Because new fossil discoveries contribute greatly to our understanding of the history of life, our lab is active in the field, searching for and collecting dinosaurs and other vertebrate fossils. We work with our  colleagues to organize and conduct fieldwork in southern Alberta, the Canadian high arctic, Uruguay, Sudan, Mongolia and South Africa.  These projects have the potential to reveal new dinosaur species and to contribute to our knowledge of poorly known geographic regions or temporal intervals in dinosaur evolution.

SOUTHERN ALBERTA DINOSAUR PROJECT

Current fieldwork in Alberta is directed in the Milk River region along the Montana border, and is part of a multi-year collaborative field research project organized and initiated with colleagues from the Cleveland Museum of Natural History and the Royal Tyrrell Museum. This area contains some of the oldest dinosaur-bearing sediments in Alberta, and has potential to reveal new dinosaur species and to contribute to our knowledge of a poorly known time in Late Cretaceous dinosaur evolution.

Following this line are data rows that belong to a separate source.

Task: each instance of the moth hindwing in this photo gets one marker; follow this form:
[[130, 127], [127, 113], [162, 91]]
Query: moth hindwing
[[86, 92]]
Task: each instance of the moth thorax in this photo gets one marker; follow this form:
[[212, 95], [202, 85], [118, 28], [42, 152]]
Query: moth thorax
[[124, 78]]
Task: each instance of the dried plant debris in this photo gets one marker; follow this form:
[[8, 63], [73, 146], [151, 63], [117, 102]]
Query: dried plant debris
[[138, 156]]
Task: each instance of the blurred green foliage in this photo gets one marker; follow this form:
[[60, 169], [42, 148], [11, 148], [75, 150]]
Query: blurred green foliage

Excavating a bonebed on the Milk River

The geology and paleontology of the Late Cretaceous of Alberta has been intensely studied, but directed in large part toward regions with large amounts of its easily accessible outcrop.  The region in and around Dinosaur Provincial Park has been particularly well sampled, with over 400 articulated or associated dinosaur skeletons having been collected from this locality in approximately 100 years.  New research reveals significant faunal turnovers with the most fossiliferous series of rock layers, the Dinosaur Park Formation that may be related to environmental change related to sea-level rise. From this dataset, a habitat-tracking model makes a number of predictions regarding the distribution of individual genera and species: taxa in the upper part of the formation can be hypothesized be more common in more coastally-influenced lower coastal plain sediments, whereas those taxa found low in the formation are expected to be more common in more inland, upper coastal plain settings. Also the high species turn over rates and chance discoveries suggest that the poorly known sediments of the lower Belly River Group may contain an entirely new and distinctive dinosaur fauna. Due to poor sampling in regions outside of Dinosaur Provincial Park, further fieldwork is required to test these hypotheses and determine the nature of the faunal shifts within the Belly River Group.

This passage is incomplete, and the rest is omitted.